La tarea sería entonces buscar el balance en un pensamiento que, ahora más que nunca, necesita el carácter humanista, pero ya no un humanismo de “mentes privilegiadas” que quieran ordenar –al estilo prepotente y excluyente propio de la era “moderna”– todos los componentes de la realidad desde sus gabinetes inmunizados contra las contaminaciones de lo real, sino un humanismo conectado directamente con lo humano, es decir, con el tejido global de las aspiraciones, derechos y demandas del ser humano de carne y hueso, el que suda la realidad, convive con la multiplicidad de los problemas cotidianos, vive en las aldeas hipertrofiadas o marginadas, necesita trabajos satisfactorios y anhela condiciones superiores de vida.

¿Realmente en qué momento nos encontramos? En el de la construcción ordenadora de las experiencias que permitan reconocer y viabilizar el mundo como expresividad compartida, es decir, como destino común. Quizás ahora esto suene demasiado “poético”, pero es que el momento es de “descubrimiento del mundo”, ya no con carabelas o con legiones, sino con las herramientas universales del conocimiento. Un descubrimiento no para conquistar, sino para compartir. ¿Cuándo se había tenido una perspectiva igual?

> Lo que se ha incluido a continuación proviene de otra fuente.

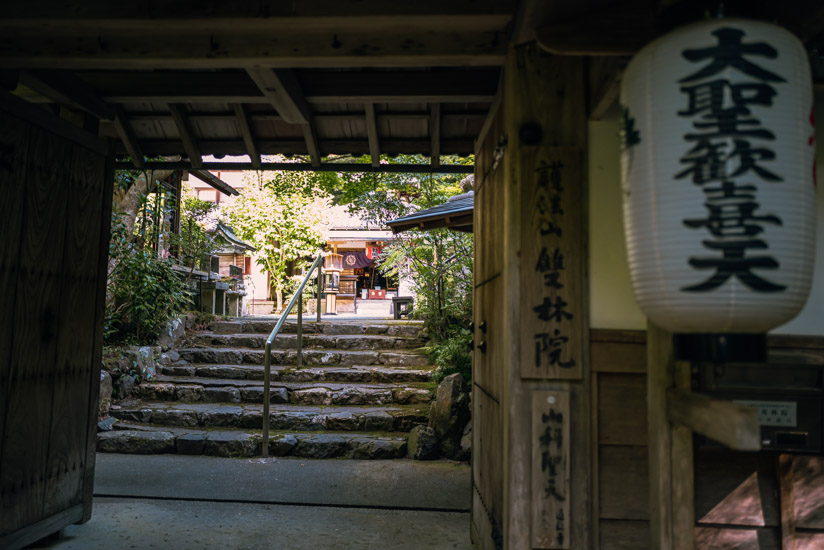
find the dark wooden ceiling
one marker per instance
(190, 78)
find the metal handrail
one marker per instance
(267, 360)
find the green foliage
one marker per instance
(193, 242)
(439, 262)
(143, 292)
(282, 215)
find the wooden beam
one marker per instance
(475, 84)
(284, 93)
(435, 134)
(731, 424)
(48, 121)
(307, 167)
(63, 88)
(784, 466)
(214, 181)
(394, 85)
(662, 506)
(372, 133)
(124, 130)
(231, 116)
(186, 134)
(242, 118)
(605, 75)
(9, 79)
(311, 139)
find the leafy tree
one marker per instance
(282, 215)
(194, 242)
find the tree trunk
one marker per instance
(128, 202)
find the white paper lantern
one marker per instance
(718, 177)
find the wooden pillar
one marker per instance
(672, 506)
(533, 376)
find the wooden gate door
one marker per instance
(488, 360)
(54, 213)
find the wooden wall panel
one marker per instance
(737, 495)
(622, 409)
(75, 347)
(623, 490)
(808, 492)
(489, 367)
(23, 472)
(53, 249)
(736, 488)
(760, 538)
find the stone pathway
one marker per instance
(361, 389)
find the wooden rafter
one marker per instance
(187, 136)
(311, 139)
(65, 89)
(282, 90)
(307, 167)
(250, 16)
(372, 133)
(435, 134)
(245, 129)
(124, 130)
(298, 146)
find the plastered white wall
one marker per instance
(612, 304)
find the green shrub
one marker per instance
(143, 291)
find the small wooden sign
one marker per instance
(552, 259)
(551, 487)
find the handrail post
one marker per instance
(267, 362)
(300, 330)
(320, 283)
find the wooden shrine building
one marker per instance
(650, 455)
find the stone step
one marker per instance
(310, 341)
(279, 373)
(281, 417)
(138, 439)
(405, 329)
(239, 356)
(219, 390)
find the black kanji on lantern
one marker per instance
(553, 346)
(730, 52)
(722, 151)
(552, 311)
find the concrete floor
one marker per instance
(170, 501)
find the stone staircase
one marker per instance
(362, 387)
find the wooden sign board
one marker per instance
(552, 260)
(551, 486)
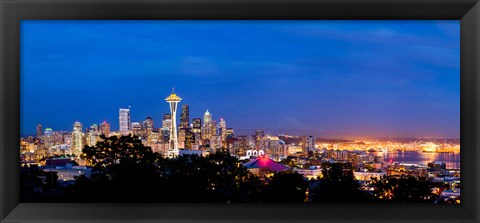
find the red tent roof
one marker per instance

La principal de las experiencias antes mencionadas tendría que ser el surgimiento de una especie de ciudadanía mundial sin papeles, configurada por el idealismo funcional de la tolerancia activa, que es lo que más necesitamos y a lo que menos nos dedicamos en este paso entre dos épocas. Se me viene de inmediato a la mente aquel ensayo espléndido del incomparable y ya casi olvidado Stefan Zweig sobre el también incomparable y aún más olvidado Romain Rolland, el autor de “Juan Cristóbal”, la novela más inspiradora del siglo XX, que ya nadie lee, porque vivimos cada vez más atrapados en el torbellino de las novedades fútiles; hablo de “La lucha contra el mundo”, en uno de cuyos párrafos subrayados desde mi primera lectura al filo de los 14 años se dice: “Y el ciudadano del mundo que ya no quisiera imponer a nación alguna el sello de la suya propia, ve sonriente y contento la eterna diversidad de las razas de las que se forma, como la luz del mundo se forma de los siete colores del arco iris, la magnífica diversidad de lo eternamente común, de la humanidad entera”.

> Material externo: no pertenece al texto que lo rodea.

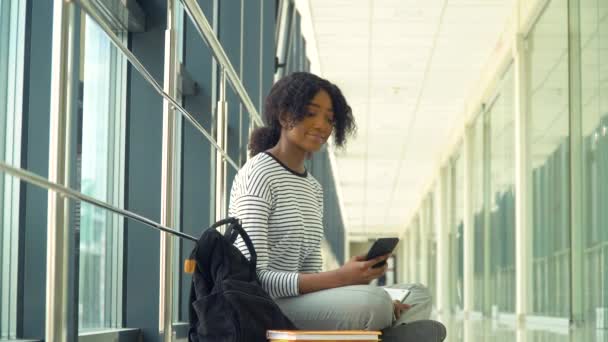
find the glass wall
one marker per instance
(478, 211)
(456, 230)
(100, 163)
(431, 240)
(502, 201)
(12, 18)
(549, 132)
(594, 59)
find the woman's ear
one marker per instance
(284, 120)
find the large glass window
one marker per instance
(431, 240)
(456, 230)
(502, 208)
(100, 159)
(548, 93)
(478, 211)
(594, 59)
(12, 16)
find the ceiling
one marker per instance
(406, 67)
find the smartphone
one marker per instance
(381, 247)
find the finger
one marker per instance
(359, 258)
(403, 306)
(376, 260)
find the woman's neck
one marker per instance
(290, 155)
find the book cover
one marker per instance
(324, 335)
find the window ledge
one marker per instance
(124, 334)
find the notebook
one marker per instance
(322, 335)
(397, 294)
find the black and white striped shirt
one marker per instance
(282, 212)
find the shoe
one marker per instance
(417, 331)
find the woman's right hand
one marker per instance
(358, 271)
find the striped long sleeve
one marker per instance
(281, 211)
(254, 213)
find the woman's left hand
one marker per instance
(398, 307)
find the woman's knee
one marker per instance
(375, 308)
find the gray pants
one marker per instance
(355, 307)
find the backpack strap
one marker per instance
(234, 230)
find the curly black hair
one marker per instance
(291, 94)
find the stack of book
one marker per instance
(325, 335)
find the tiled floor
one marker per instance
(505, 330)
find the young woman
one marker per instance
(281, 207)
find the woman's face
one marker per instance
(316, 127)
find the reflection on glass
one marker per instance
(548, 94)
(12, 17)
(431, 241)
(502, 208)
(100, 160)
(456, 231)
(594, 59)
(478, 212)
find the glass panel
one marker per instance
(434, 222)
(478, 212)
(100, 160)
(456, 231)
(12, 17)
(502, 184)
(594, 59)
(549, 149)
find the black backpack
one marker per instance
(227, 302)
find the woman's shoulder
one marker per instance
(254, 178)
(257, 165)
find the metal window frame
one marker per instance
(14, 19)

Esa ciudadanía mundial, no jurídica sino anímica, de ánima globalizada, es lo que le daría sustento a la mundialización, que es por hoy sólo una voluntad mecánica, movida por las energías sueltas tras la disolución de los núcleos ideológicos absolutistas de poder que nos heredó la modernidad. La trampa de la modernidad fue el sueño ideologizado del “dominio mundial”, por las doctrinas y por las armas; la trampa de la llamada posmodernidad es el desvelo desnudo de ideas de esta apertura que aún no osa decir su verdadero nombre, que es humanización global.

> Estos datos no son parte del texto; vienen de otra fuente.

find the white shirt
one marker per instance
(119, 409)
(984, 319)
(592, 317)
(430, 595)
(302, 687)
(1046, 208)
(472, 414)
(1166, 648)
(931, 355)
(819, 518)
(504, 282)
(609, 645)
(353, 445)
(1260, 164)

En verdad, se trata de una reconstrucción de la visión que el ser humano tiene de su destino, tanto personal como colectivo, en todas las esferas de lo uno y de lo otro. La modernidad pretendió liberar al ser humano de las cadenas de la tradición y de la angustia existencial, pero lo que hizo, en definitiva, fue atarlo a otras cadenas: la de la masificación y la del sinsentido moral. Ahora el tema de nuestro tiempo es esa transversalidad de lo humano, que traspasa las paredes porosas de las verdades establecidas para instalarse en el mundo como patria común irrenunciable: espiritual, mental, política y geográfica. ¿Seremos capaces de administrar este surtidor de energías sin precedentes? El tiempo lo dirá, más temprano que tarde, porque hoy el tiempo se mide por horas y por días, no por años y por siglos, como era hasta hace tan poco. El ser humano, ser de límites y de infinito, necesita armonizar sus poderes, de adentro hacia afuera, y no al revés, como ha tendido a ser en todos los ámbitos de la cultura y de la vida.


D. Escobar G. es columnista del periódico “La Prensa Gráfica” de El Salvador. El artículo fue publicado originalmente el 25 de agosto 2007.